De 1960 à 1964, dans une France souriante, portée par les Trente glorieuses, Jean-Paul a fait grincer les dents de ses parents en enfilant la panoplie du blouson noir : veste en cuir, jean délavé, ceinturon imposant, violence et rock'n'roll. Si l'hexagone n'avait pas encore totalement peur de ses jeunes, l'inquiétude montait progressivement face à ces bandes violentes, sans cause, qui semblaient défier l'autorité pour la simple beauté du geste. Puis à cette vague appréhension s'est substituée une véritable psychose collective, prenant la forme de nombreuses unes de journaux tapageuses sur ce nouveau « mal de la jeunesse ». Au lendemain d'un concert organisé par Salut les Copains le 22 juin 1963, durant lequel plusieurs blousons noirs ont commis divers casses et agressions, Philippe Bouvard est allé jusqu'à ouvertement demander : « Quelle différence entre le twist de Vincennes et les discours d'Hitler au Reichstag, si ce n'est un certain parti pris de musicalité ? »

Un après-midi d'orage, rendez-vous est pris avec Jean-Paul Bourre dans un bar de Saint-Ouen. Devant un café qu'il ne semble pas vouloir finir, il revient longuement sur son adolescence, évoquée dans un documentaire et dont il a tiré le livre Quand j'étais blouson noir. Une déflagration de musique, de poésie et d'images – dont il continue, encore aujourd'hui, de percevoir les échos, quand il colle son oreille sur ses vieux disques d'Elvis Presley.

Image issue du film « Terrain Vague », Marcel Carné, 1960.

VICE : Salut Jean-Paul. Ça a commencé comment, cette histoire de blousons noirs ?
Jean-Paul Bourre :
Tout ce mouvement a démarré avec une bagarre entre bandes au square Saint-Lambert, à Paris, en 1959. C'était une centaine de jeunes mecs qui se battaient dans la rue, avec des chaînes de vélo et des os de moutons en guise de matraque. Très vite, le terme « blouson noir » a été lancé par les médias, inspirés par le personnage de Marlon Brando dans le film L'Équipée sauvage sorti en 53. Ensuite, ça s'est répandu assez rapidement. J'habitais à Issoire, en Auvergne, et j'ai rejoint ce courant en 1960, à l'âge de 14 ans.
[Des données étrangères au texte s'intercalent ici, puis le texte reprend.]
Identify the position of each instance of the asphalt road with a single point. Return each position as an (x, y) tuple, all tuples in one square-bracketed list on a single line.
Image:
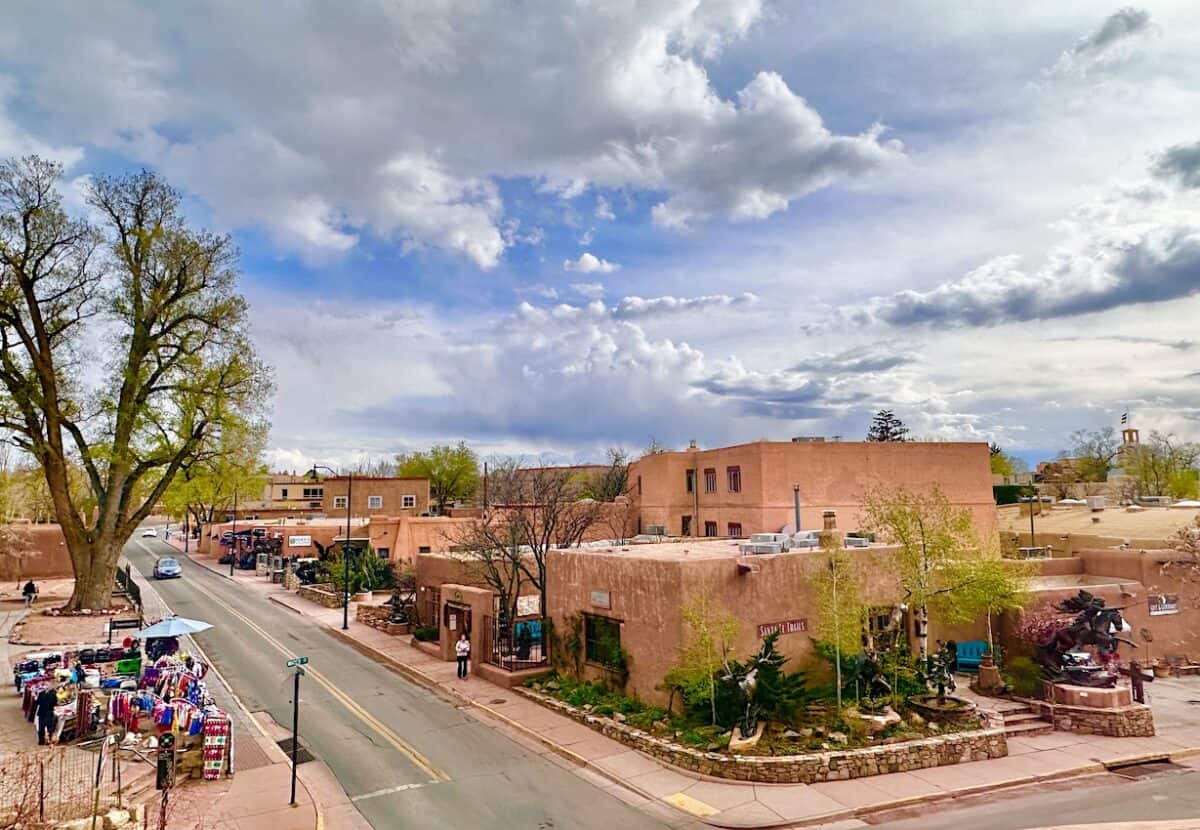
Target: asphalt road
[(1101, 799), (406, 756)]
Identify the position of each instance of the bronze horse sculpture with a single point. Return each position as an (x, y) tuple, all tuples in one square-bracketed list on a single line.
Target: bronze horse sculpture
[(1093, 625)]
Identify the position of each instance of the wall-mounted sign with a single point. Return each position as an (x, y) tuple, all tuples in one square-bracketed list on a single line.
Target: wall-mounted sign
[(1161, 605), (783, 627)]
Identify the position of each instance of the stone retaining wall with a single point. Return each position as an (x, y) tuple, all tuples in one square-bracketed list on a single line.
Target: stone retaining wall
[(924, 753), (379, 618), (1133, 721), (323, 594)]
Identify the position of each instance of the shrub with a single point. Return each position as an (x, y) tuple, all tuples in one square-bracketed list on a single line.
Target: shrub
[(1024, 677), (425, 633)]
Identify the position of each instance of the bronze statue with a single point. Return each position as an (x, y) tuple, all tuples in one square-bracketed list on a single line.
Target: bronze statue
[(1061, 656)]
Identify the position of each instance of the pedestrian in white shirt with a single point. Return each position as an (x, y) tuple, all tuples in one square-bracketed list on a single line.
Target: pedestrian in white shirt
[(462, 650)]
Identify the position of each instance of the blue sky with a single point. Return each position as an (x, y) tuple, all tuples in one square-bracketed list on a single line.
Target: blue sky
[(552, 228)]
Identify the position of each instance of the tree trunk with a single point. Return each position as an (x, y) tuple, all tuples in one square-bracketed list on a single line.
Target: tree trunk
[(95, 565)]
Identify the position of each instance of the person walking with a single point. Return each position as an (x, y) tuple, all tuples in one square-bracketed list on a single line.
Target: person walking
[(462, 651), (46, 721)]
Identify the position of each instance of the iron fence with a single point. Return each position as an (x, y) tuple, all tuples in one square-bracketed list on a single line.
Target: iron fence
[(515, 645)]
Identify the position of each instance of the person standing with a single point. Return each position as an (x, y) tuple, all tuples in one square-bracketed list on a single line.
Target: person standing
[(462, 651), (47, 699)]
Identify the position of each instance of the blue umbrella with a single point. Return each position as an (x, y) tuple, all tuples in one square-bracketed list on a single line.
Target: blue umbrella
[(174, 626)]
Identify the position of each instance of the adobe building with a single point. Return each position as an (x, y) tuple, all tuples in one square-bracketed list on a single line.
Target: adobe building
[(376, 495), (736, 491)]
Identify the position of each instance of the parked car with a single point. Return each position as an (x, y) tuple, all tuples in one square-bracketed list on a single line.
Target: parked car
[(167, 569)]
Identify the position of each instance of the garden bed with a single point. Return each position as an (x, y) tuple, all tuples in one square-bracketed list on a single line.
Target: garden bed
[(783, 756)]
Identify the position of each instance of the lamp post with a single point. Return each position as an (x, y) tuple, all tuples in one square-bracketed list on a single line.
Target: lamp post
[(233, 540), (347, 548)]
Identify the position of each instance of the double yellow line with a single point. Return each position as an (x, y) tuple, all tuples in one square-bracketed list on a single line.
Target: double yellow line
[(370, 720)]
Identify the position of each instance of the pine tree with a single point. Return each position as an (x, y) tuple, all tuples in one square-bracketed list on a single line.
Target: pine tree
[(887, 427)]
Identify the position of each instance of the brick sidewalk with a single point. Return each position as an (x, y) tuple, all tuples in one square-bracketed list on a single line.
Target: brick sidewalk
[(615, 767)]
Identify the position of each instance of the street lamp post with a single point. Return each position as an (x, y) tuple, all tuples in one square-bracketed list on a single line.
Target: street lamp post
[(233, 541), (347, 548)]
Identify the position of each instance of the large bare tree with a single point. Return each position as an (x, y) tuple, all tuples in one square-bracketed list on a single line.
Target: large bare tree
[(123, 352)]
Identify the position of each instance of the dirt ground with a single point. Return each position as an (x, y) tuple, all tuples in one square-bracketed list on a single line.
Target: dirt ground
[(1149, 523)]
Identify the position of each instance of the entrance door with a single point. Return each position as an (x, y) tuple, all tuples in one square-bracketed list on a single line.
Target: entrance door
[(456, 619)]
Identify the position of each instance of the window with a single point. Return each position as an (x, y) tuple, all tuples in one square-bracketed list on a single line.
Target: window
[(601, 637)]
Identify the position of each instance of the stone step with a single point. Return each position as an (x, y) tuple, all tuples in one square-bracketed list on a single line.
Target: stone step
[(1020, 717), (1026, 728)]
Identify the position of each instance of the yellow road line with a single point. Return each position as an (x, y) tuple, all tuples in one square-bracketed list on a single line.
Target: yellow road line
[(384, 732)]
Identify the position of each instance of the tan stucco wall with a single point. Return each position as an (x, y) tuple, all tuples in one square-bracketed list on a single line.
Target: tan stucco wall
[(832, 476)]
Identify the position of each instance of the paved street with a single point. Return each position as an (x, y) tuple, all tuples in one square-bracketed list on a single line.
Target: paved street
[(406, 756)]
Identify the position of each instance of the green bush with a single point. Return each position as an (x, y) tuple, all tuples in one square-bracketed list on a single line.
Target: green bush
[(425, 633), (1024, 677)]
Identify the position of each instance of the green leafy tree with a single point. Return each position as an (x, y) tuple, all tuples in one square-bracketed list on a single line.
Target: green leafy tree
[(887, 427), (841, 609), (939, 561), (453, 471), (712, 631), (124, 352), (205, 489)]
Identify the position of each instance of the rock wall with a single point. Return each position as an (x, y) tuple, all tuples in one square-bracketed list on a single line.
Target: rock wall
[(379, 618), (1133, 721), (323, 594), (924, 753)]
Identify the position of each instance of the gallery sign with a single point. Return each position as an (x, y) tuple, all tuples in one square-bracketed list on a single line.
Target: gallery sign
[(1161, 605), (784, 627)]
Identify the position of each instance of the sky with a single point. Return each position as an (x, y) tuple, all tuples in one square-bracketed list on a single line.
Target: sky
[(551, 227)]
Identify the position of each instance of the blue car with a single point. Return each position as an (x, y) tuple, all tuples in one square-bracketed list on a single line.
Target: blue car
[(167, 569)]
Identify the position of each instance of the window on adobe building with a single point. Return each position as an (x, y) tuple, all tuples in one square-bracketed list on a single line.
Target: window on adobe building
[(601, 641)]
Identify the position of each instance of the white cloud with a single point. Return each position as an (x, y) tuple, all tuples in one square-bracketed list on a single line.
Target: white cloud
[(589, 263), (323, 127)]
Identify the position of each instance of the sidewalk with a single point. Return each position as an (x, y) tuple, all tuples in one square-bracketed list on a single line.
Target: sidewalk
[(262, 773), (645, 781)]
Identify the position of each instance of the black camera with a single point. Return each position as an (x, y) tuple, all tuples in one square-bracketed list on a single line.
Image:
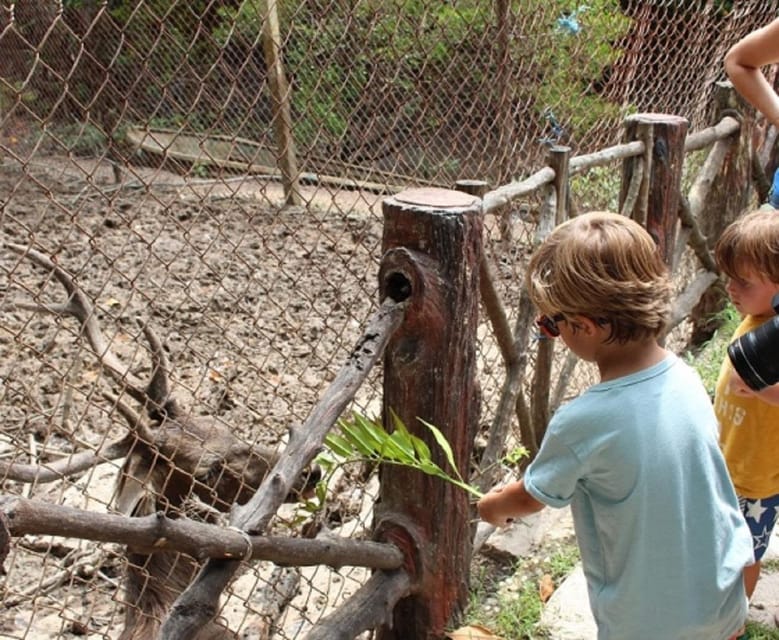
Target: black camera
[(755, 355)]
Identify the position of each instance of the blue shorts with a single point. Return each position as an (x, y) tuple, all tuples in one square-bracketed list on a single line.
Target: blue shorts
[(761, 515)]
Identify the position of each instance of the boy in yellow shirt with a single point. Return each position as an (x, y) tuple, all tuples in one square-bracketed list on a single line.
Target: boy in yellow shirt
[(748, 254)]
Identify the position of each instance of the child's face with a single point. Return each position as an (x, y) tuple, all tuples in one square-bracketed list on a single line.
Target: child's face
[(751, 293)]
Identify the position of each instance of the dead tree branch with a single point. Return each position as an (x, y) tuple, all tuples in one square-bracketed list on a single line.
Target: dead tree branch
[(199, 602), (21, 516)]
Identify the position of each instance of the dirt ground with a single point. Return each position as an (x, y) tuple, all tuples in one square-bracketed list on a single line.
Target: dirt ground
[(257, 305)]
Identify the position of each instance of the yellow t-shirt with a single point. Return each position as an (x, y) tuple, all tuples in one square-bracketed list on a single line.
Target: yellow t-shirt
[(749, 433)]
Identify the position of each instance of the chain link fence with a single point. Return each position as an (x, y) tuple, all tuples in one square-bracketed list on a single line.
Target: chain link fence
[(220, 180)]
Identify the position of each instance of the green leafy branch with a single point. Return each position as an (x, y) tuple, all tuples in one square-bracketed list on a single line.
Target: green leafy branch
[(362, 439)]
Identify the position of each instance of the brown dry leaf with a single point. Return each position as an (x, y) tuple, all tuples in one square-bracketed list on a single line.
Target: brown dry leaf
[(545, 587), (472, 632)]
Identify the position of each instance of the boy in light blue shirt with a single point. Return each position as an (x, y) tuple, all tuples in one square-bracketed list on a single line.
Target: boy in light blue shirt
[(662, 540)]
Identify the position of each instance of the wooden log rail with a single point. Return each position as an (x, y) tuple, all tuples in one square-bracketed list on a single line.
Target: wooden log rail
[(199, 603), (21, 516), (554, 179)]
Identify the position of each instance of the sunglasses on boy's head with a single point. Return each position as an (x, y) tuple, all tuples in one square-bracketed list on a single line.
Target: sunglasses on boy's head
[(547, 325)]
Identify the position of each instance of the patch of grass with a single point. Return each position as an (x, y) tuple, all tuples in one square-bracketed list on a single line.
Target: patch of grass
[(757, 631), (511, 606), (708, 360)]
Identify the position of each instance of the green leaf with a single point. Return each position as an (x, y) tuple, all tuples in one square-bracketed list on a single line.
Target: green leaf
[(444, 444), (359, 438), (339, 445)]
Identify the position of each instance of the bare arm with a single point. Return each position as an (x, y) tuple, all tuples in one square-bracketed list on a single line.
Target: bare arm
[(503, 504), (743, 62)]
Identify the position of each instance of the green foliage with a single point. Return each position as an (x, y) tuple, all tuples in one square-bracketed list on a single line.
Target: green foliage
[(362, 439), (708, 361), (757, 631), (514, 612), (567, 72)]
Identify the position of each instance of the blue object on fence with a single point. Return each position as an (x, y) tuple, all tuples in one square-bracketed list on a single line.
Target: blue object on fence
[(773, 195), (570, 22), (557, 130)]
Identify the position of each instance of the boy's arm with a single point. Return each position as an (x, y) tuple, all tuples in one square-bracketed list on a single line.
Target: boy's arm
[(503, 504), (743, 62)]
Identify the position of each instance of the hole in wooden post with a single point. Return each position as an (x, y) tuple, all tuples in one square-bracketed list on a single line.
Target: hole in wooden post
[(398, 287)]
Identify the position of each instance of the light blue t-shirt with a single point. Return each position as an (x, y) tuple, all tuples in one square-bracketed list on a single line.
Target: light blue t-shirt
[(662, 540)]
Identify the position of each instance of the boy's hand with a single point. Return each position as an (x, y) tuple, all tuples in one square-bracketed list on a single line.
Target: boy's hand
[(496, 508), (738, 387)]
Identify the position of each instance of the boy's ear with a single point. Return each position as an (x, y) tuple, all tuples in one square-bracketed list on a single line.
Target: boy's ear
[(585, 324)]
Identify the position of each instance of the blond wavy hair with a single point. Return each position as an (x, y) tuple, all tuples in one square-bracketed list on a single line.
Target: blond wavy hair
[(750, 244), (606, 267)]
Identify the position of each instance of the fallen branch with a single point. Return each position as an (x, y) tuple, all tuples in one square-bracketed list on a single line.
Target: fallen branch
[(199, 602), (370, 607), (20, 516)]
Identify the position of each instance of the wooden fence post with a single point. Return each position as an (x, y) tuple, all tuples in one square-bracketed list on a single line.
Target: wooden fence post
[(432, 249), (729, 196), (651, 183)]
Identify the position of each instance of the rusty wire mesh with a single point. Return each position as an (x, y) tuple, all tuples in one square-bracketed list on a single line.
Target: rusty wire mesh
[(140, 147)]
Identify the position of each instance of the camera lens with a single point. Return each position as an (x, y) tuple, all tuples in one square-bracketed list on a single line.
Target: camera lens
[(755, 355)]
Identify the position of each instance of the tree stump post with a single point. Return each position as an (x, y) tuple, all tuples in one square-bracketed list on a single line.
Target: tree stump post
[(729, 196), (656, 206), (432, 248)]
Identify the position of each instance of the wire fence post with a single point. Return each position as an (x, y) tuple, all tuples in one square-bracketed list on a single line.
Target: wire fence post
[(432, 248)]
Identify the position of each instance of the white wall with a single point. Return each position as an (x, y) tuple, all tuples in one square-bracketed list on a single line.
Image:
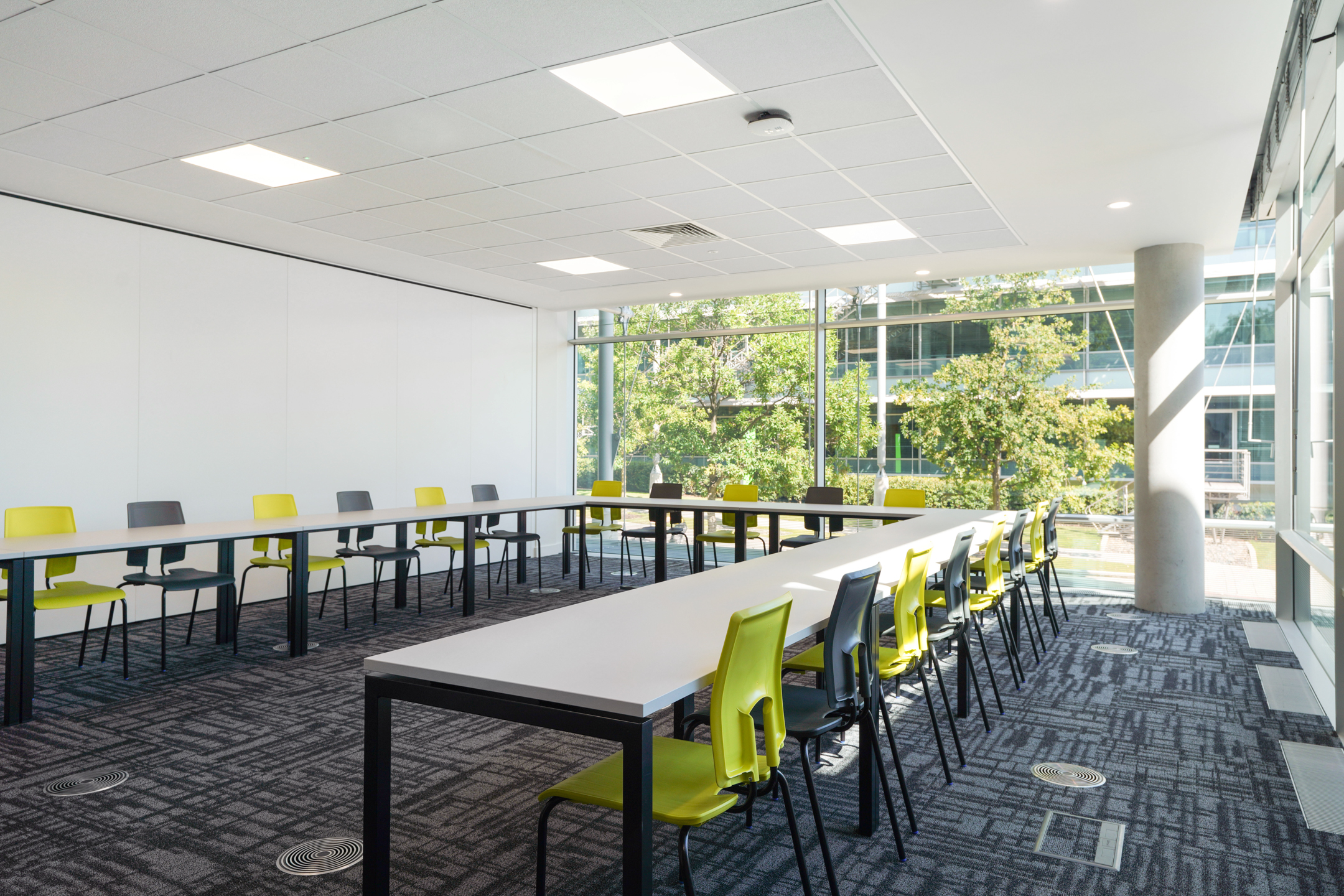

Dans la presse locale, on trouvait déjà beaucoup d'articles sur des types de 18-19 ans qui faisaient des casses, de la taule. Je me suis pointé très vite dans ces groupes. Je me suis fait tatouer pour la première fois à ce moment – j'ai un tatouage « Jimmy », pour James Dean ; un nom de nana, « Nicole » ; un autre « Né sous l'étoile du malheur » ; « Teddy », mon surnom dans la bande, et puis « Mort aux vaches ». Si tu te faisais arrêter par les flics avec ça, tu prenais des coups dans la gueule.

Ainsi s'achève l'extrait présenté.